Configuration files: Each lab report should include the complete configurations for BR, R1, R2, and R3. In each case you will need to copy the configurations off from the router to ws0, then from ws0 to your ocelot.aul.fiu.edu account to include in the report. See the notes from class 1. This data can be collected as a group. (4 points)
Question 1: The lab report should also include a section showing what you would enter on R2 to configure a eth1/3 interface that also connects to *existing network* 10.XX.2.0/24 using 10.XX.2.3 as IP. (5 points)
Question 2: The lab report should also include a section showing what you would enter on BR to configure a fictional fxp3 interface that connects to new fictional network 128.227.128.128/25 using any appropriate address for that network. (5 points)

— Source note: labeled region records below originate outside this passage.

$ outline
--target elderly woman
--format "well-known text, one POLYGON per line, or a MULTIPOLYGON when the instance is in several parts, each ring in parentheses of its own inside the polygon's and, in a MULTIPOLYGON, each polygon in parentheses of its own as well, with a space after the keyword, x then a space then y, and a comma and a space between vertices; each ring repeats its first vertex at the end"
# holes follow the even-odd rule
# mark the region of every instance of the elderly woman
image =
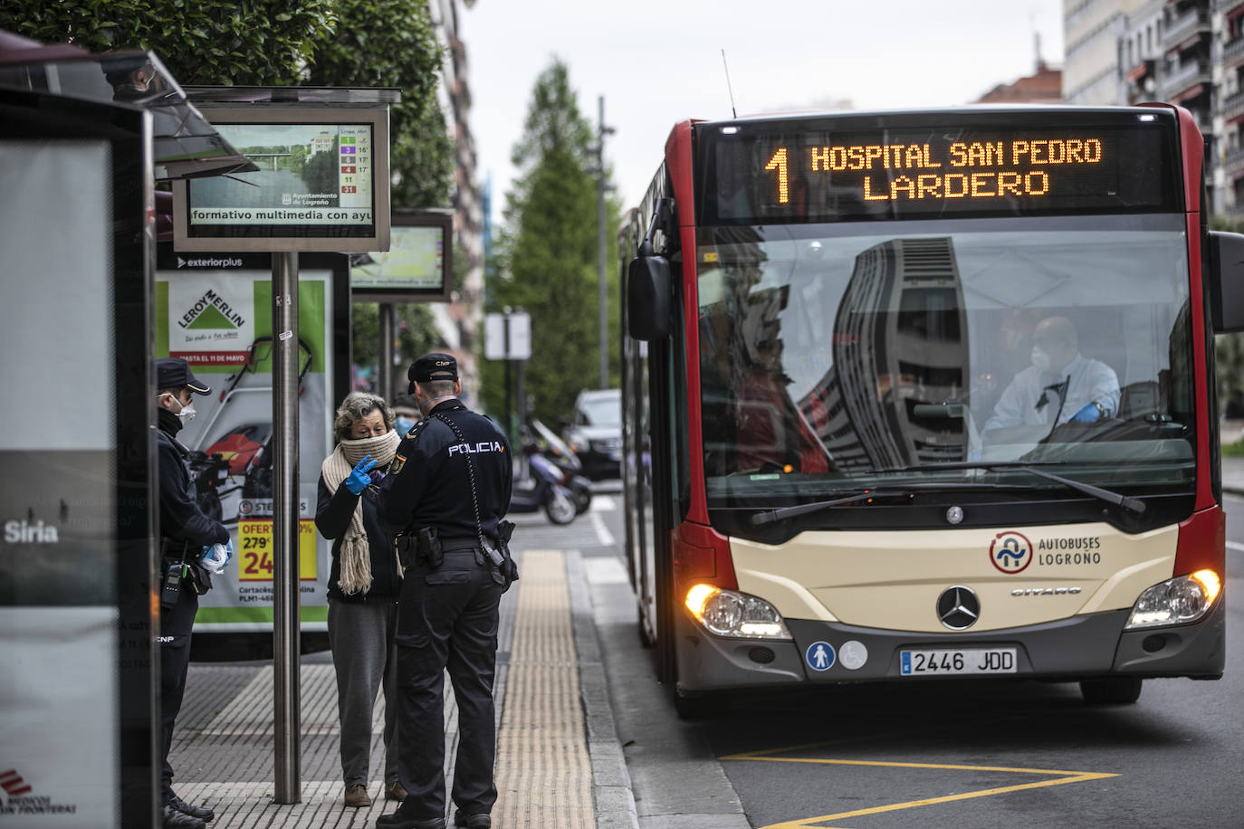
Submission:
POLYGON ((376 487, 401 435, 383 398, 355 392, 333 423, 337 446, 320 467, 315 524, 332 539, 328 577, 328 646, 337 671, 341 772, 346 805, 371 805, 367 772, 372 708, 384 687, 384 797, 406 799, 397 777, 397 599, 402 574, 392 537, 376 520, 376 487))

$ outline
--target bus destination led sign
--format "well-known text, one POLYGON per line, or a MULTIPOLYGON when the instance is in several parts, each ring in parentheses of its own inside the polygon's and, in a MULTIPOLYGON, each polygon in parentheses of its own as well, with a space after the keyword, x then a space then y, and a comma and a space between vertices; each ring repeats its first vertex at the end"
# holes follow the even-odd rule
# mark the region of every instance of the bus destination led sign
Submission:
MULTIPOLYGON (((938 158, 932 144, 852 144, 805 150, 812 173, 862 172, 865 201, 990 199, 1050 194, 1049 165, 1102 163, 1101 138, 953 142, 938 158)), ((780 147, 765 165, 776 174, 778 203, 790 201, 791 155, 780 147)))
POLYGON ((999 113, 991 122, 978 116, 958 126, 877 118, 861 129, 861 119, 826 118, 705 127, 700 219, 765 224, 1178 210, 1173 124, 1149 118, 1126 113, 1050 127, 1047 119, 999 113))

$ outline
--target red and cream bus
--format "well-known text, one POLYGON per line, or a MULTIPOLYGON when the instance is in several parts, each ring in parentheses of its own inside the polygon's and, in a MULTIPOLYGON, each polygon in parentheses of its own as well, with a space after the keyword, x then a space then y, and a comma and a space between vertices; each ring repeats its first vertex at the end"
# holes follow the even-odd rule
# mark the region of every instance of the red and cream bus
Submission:
POLYGON ((674 127, 621 255, 627 557, 680 711, 1222 675, 1244 237, 1203 152, 1166 104, 674 127))

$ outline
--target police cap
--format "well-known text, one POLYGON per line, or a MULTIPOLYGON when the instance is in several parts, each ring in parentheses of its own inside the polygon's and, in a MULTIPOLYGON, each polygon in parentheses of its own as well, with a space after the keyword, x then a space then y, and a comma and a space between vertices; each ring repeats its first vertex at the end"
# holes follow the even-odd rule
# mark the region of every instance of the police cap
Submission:
POLYGON ((443 352, 432 352, 411 363, 406 373, 408 380, 427 383, 429 380, 457 380, 458 360, 443 352))
POLYGON ((190 364, 180 357, 162 357, 156 360, 156 388, 187 388, 195 394, 211 394, 207 383, 190 373, 190 364))

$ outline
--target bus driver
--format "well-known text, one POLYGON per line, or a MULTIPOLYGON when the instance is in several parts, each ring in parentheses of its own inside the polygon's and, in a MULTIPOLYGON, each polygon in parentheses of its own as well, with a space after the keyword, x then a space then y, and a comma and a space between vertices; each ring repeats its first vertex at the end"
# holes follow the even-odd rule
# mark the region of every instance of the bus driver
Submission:
POLYGON ((1080 354, 1066 317, 1046 317, 1033 332, 1033 364, 1003 392, 983 431, 1005 426, 1096 423, 1118 411, 1118 377, 1080 354))

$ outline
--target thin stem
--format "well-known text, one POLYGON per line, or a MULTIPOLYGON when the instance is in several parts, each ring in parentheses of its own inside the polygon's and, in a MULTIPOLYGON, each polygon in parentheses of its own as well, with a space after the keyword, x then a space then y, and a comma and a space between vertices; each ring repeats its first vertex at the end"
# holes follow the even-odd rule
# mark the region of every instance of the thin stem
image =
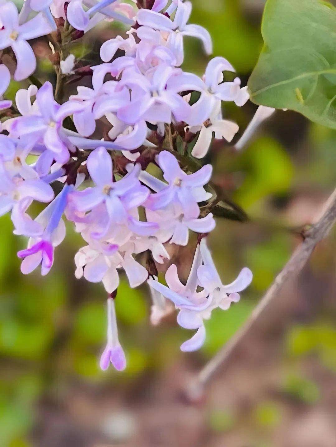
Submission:
POLYGON ((326 202, 320 219, 303 234, 304 240, 297 248, 290 259, 255 308, 245 324, 219 352, 201 370, 196 381, 187 390, 187 394, 193 400, 203 391, 204 387, 223 367, 230 354, 245 337, 269 304, 289 279, 296 276, 302 270, 319 242, 324 239, 336 222, 336 189, 326 202))

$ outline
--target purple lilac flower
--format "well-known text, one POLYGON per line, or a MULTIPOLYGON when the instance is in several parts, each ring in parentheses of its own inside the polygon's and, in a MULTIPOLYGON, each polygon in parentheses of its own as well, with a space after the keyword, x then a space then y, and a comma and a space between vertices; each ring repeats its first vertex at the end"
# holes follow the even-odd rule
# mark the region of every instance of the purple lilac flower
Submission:
POLYGON ((0 5, 0 50, 11 46, 17 59, 14 74, 16 81, 25 79, 36 68, 36 60, 30 46, 26 41, 45 36, 52 31, 50 24, 42 13, 23 25, 20 25, 17 9, 12 2, 0 5))
POLYGON ((62 216, 67 206, 68 194, 73 187, 72 185, 65 185, 36 218, 36 222, 45 229, 41 236, 30 240, 28 248, 17 253, 19 257, 23 258, 21 271, 24 274, 30 273, 40 265, 43 276, 50 271, 54 262, 54 248, 65 237, 65 226, 62 216))
POLYGON ((16 234, 27 236, 41 234, 41 225, 33 220, 26 211, 33 200, 44 202, 52 200, 54 192, 51 187, 42 180, 11 178, 6 172, 3 159, 0 160, 0 215, 12 211, 16 234))
POLYGON ((157 157, 157 163, 163 172, 163 178, 168 182, 166 185, 152 176, 141 174, 141 181, 154 190, 146 202, 146 207, 153 211, 164 208, 175 202, 181 205, 183 217, 187 219, 196 219, 200 214, 198 202, 208 200, 211 194, 207 193, 203 186, 210 180, 212 167, 206 164, 196 172, 188 175, 181 168, 172 154, 163 151, 157 157))
POLYGON ((118 50, 125 51, 125 55, 133 57, 135 56, 137 44, 133 34, 130 34, 127 39, 117 36, 107 40, 100 47, 100 57, 104 62, 108 62, 114 56, 118 50))
POLYGON ((107 344, 100 358, 100 367, 105 371, 111 363, 118 371, 126 367, 126 359, 118 336, 117 319, 113 298, 107 299, 107 344))
POLYGON ((140 168, 136 167, 121 180, 114 181, 112 160, 104 148, 97 148, 89 155, 87 166, 96 186, 73 192, 71 199, 77 209, 82 212, 104 204, 107 221, 104 229, 97 237, 106 234, 112 222, 127 224, 140 234, 151 234, 157 226, 156 224, 140 222, 129 212, 131 209, 142 205, 149 194, 138 179, 140 168))
POLYGON ((50 11, 50 5, 52 2, 52 0, 25 0, 19 14, 19 23, 22 24, 26 22, 32 11, 42 11, 51 29, 55 31, 56 24, 50 11))
POLYGON ((116 92, 118 85, 116 81, 108 81, 104 84, 103 81, 103 78, 98 76, 98 72, 94 72, 94 88, 79 86, 77 88, 77 94, 72 95, 69 98, 70 102, 82 105, 81 109, 73 114, 73 122, 83 136, 87 137, 93 133, 96 128, 96 120, 106 113, 116 112, 129 102, 129 93, 127 89, 116 92))
POLYGON ((166 86, 177 69, 164 64, 159 65, 150 79, 140 73, 124 72, 119 85, 132 89, 132 101, 119 110, 118 118, 128 124, 141 119, 153 124, 170 123, 172 114, 178 121, 187 120, 190 106, 166 86))
POLYGON ((177 321, 186 329, 195 329, 197 331, 189 340, 181 345, 182 351, 195 351, 203 345, 205 339, 205 328, 201 316, 202 311, 208 305, 207 292, 203 290, 196 292, 198 286, 197 269, 201 262, 199 245, 197 245, 188 279, 185 286, 181 283, 176 266, 170 266, 166 274, 168 287, 154 281, 148 280, 148 284, 161 293, 180 309, 177 321))
POLYGON ((91 2, 86 2, 83 0, 71 0, 68 5, 67 18, 69 23, 77 30, 88 31, 106 18, 116 19, 129 25, 134 23, 132 18, 132 8, 129 5, 118 2, 118 0, 102 0, 86 11, 83 8, 83 4, 86 3, 88 4, 92 4, 91 2), (118 12, 118 10, 120 12, 118 12), (97 14, 97 13, 101 13, 97 14), (94 14, 94 17, 90 20, 90 17, 94 14))
POLYGON ((9 128, 11 135, 29 137, 32 143, 43 143, 47 152, 45 155, 48 169, 53 160, 64 164, 69 160, 70 142, 62 125, 64 119, 81 110, 82 105, 68 101, 60 105, 55 101, 50 82, 45 82, 36 93, 38 113, 20 117, 9 128))
POLYGON ((173 21, 160 13, 149 9, 140 9, 138 13, 139 25, 169 34, 167 43, 175 55, 177 65, 180 65, 184 59, 183 38, 191 36, 200 39, 207 54, 213 52, 211 38, 208 32, 199 25, 187 24, 191 12, 191 4, 187 1, 178 3, 173 21))
POLYGON ((224 286, 221 283, 213 260, 211 254, 207 246, 205 238, 200 243, 200 251, 204 265, 199 267, 197 276, 200 283, 209 294, 213 296, 213 304, 208 311, 214 307, 226 310, 231 302, 239 300, 239 292, 246 289, 251 283, 252 272, 247 267, 243 268, 237 278, 231 284, 224 286))
MULTIPOLYGON (((0 110, 3 110, 4 109, 8 109, 12 105, 12 101, 1 99, 1 97, 7 89, 10 82, 10 73, 9 70, 5 65, 3 64, 0 65, 0 110)), ((0 131, 1 131, 0 128, 0 131)))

Question 3: The lab report should also include a section showing what you would enter on R1 to configure a fictional eth4 interface that connects to new fictional network 131.94.100.0/22. Use the *last* available address on that network. (5 points)

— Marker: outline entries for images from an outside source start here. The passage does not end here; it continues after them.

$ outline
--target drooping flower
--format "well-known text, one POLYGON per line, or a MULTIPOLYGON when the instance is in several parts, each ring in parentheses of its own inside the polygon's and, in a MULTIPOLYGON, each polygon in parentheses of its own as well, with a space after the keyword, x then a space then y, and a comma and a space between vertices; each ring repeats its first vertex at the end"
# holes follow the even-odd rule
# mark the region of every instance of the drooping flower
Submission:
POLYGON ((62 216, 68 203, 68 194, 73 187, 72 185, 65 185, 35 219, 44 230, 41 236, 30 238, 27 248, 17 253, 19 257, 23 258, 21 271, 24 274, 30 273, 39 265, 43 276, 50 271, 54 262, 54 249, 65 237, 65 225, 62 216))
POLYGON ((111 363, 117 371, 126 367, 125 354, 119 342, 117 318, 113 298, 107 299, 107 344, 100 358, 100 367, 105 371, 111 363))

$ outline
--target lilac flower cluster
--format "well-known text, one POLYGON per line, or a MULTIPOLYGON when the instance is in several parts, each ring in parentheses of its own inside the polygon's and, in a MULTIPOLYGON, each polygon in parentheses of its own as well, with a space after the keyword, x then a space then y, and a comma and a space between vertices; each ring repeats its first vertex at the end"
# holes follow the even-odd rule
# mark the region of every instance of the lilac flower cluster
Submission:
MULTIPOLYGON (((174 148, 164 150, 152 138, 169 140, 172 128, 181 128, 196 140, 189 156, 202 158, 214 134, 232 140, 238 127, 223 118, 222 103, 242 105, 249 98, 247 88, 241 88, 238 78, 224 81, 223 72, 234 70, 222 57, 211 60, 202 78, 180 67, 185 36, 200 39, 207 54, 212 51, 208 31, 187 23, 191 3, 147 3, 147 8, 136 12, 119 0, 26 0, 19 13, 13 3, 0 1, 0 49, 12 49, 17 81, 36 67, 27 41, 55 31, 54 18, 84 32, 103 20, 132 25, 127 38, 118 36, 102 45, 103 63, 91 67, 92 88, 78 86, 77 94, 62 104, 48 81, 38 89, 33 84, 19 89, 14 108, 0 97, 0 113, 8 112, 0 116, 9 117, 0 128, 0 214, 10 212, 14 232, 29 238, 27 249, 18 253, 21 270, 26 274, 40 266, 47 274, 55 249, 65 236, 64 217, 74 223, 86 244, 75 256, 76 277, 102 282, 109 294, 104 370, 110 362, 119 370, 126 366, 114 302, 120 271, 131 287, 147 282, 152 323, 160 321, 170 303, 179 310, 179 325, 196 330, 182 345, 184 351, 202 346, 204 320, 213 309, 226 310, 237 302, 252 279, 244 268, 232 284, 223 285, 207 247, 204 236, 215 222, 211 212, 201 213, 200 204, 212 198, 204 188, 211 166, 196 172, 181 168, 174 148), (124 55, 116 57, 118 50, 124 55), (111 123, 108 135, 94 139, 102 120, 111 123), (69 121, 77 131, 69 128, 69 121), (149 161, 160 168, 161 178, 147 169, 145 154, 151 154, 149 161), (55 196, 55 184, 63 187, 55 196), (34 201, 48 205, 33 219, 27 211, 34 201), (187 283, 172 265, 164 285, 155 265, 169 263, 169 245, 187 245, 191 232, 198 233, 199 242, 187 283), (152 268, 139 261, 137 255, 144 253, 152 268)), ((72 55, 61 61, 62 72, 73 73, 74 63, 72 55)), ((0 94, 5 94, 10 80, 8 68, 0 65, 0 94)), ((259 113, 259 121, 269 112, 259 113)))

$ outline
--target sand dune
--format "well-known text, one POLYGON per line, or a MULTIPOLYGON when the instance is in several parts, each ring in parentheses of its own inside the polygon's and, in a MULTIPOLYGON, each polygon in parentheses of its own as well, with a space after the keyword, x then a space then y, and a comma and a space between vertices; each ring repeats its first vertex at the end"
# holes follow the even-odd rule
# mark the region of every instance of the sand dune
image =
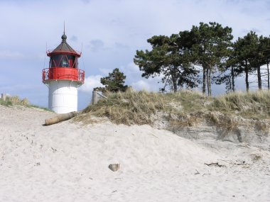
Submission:
POLYGON ((28 108, 0 114, 0 201, 270 201, 269 150, 105 120, 43 126, 54 114, 28 108))

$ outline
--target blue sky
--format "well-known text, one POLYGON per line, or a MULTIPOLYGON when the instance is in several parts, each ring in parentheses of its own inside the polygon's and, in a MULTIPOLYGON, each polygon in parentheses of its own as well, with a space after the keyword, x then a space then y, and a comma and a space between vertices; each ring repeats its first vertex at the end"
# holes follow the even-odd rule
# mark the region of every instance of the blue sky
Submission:
MULTIPOLYGON (((270 34, 270 1, 241 0, 0 0, 0 93, 48 105, 41 71, 48 67, 47 49, 61 42, 63 22, 68 43, 82 51, 79 68, 85 84, 79 89, 79 109, 91 101, 92 88, 114 68, 136 89, 157 91, 159 78, 141 78, 134 64, 136 50, 149 49, 154 35, 190 30, 200 22, 232 28, 234 39, 254 30, 270 34)), ((239 79, 237 88, 244 89, 239 79)), ((214 86, 214 93, 225 92, 214 86)))

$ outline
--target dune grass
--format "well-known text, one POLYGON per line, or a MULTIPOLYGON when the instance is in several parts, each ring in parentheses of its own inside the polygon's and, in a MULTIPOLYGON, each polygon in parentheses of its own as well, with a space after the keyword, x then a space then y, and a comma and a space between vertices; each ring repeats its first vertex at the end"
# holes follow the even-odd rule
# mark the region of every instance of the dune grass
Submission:
MULTIPOLYGON (((190 114, 196 116, 213 111, 244 118, 270 118, 269 91, 236 92, 210 98, 190 91, 160 94, 129 89, 106 96, 107 99, 100 99, 97 104, 90 105, 82 111, 84 118, 89 114, 107 117, 117 124, 143 125, 153 123, 151 117, 157 112, 182 117, 188 115, 189 118, 190 114)), ((76 119, 80 121, 82 118, 76 119)))
POLYGON ((246 118, 269 118, 270 91, 234 92, 215 98, 210 110, 238 114, 246 118))
POLYGON ((52 111, 48 108, 40 107, 36 105, 33 105, 29 102, 29 101, 27 99, 24 98, 21 99, 18 96, 6 96, 6 101, 3 101, 2 99, 0 99, 0 105, 5 106, 26 106, 26 107, 30 107, 30 108, 40 108, 44 111, 52 111))

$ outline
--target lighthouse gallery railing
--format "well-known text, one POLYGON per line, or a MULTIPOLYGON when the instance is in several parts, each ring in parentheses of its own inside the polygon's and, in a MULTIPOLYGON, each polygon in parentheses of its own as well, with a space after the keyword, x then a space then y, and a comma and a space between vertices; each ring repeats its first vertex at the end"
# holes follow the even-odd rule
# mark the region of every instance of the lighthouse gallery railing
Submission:
POLYGON ((49 80, 70 80, 83 84, 85 82, 85 71, 70 67, 46 68, 42 71, 42 80, 43 83, 46 83, 49 80))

Wireshark capture: When I ask for a captured packet, I want to see the full ascii wireshark details of the packet in text in the report. Not the pcap version and not the summary version. See here for an example of the correct output of a ICMP echo reply You can do this by "marking" the packet. (Edit-Mark packet) then using the "File->Print" with "output to a file" and "marked packets only" with "packet details" checked with "all expanded" checked.
Include in report a full wireshark packet output of the ICMP redirect seen in step 4. (1 point)
Question 4: A detailed narrative describing what is going on in sequence for each arp, icmp echo request/reply, or icmp redirect packet in step 4. Narrative should be in this format. Remember that since we are monitoring a switched port, you will only see traffic that is broadcast or addresses to ws0 eth0 mac address. You will need to think about what *should* happen and include details on packets you might not have seen. (10 points)
Remember, all reports have to turned in on paper, or in PDF via email. MS word, open office or even plain text formats *WILL NOT* be accepted.